Pathogenicity and Functional Analysis of Multi-Variant Allele of RPE65 Causing Retinitis Pigmentosa

  • Transl Vis Sci Technol. 2026 Feb 2;15(2):1. doi: 10.1167/tvst.15.2.1.
Guiyue Wu  1  2  3  4 Qingge Guo  1  2  4 Ya Li  1  2  4 Shun Yao  1  2  3  4 Ya You  1  2  4 Leilei Hao  5 Bo Lei  1  2  3  4
Affiliations
  • 1. Zhengzhou University People's Hospital, Henan Provincial People's Hospital, Zhengzhou, China.
  • 2. Henan Eye Institute, Henan Eye Hospital, Zhengzhou University People's Hospital, Henan Provincial People's Hospital, Zhengzhou, China.
  • 3. Eye Institute, Henan Academy of Innovations in Medical Science, Zhengzhou, China.
  • 4. Henan Clinical Research Center for Ocular Diseases, People's Hospital of Zhengzhou University, Zhengzhou, China.
  • 5. Perelman School of Medicine, University of Pennsylvania, Philadelphia, PA, USA.
Abstract

Purpose: Multi-variant alleles causing retinitis pigmentosa (RP) are extremely rare. This study aimed to explore the pathogenicity and function of a multi-variant allele of RPE65 associated with retinitis pigmentosa.

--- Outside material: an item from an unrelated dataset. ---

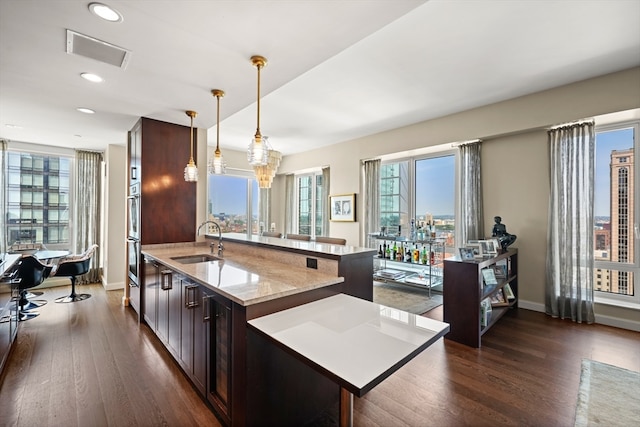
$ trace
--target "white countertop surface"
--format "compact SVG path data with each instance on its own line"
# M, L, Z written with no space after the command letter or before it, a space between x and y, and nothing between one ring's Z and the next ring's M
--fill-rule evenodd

Methods: Ophthalmic evaluations were performed. Targeted next-generation Sequencing was performed for the proband, and Sanger Sequencing was conducted in the family members. In silico molecular genetics and bioinformatics analyses were performed. Wild-type RPE65 and variant plasmids were constructed and transferred into HEK293T cells. The expression levels, protein stability, and protein ubiquitination levels were measured.

Results: A 9-year-old genotypic female showed signs of RP. Five missense variants were identified in the RPE65 exonic region of the proband. Four missense variants, c.1154C>T (p.T385D), c.571A>G (p.N191D), c.490A>C (p.K164Q), and c.480G>C (p.L160F), were arranged in the same allele, whereas the variant c.16G>A (p.E6K) was found on the Other allele. c.490A>C, c.480G>C, and c.16G>A were novel variants. In vitro, variant proteins c.1154C>T, c.571A>G, c480G>C, and c.16G>A and the multi-variant allele exhibited decreased expression levels and decreased protein stability but increased ubiquitination levels.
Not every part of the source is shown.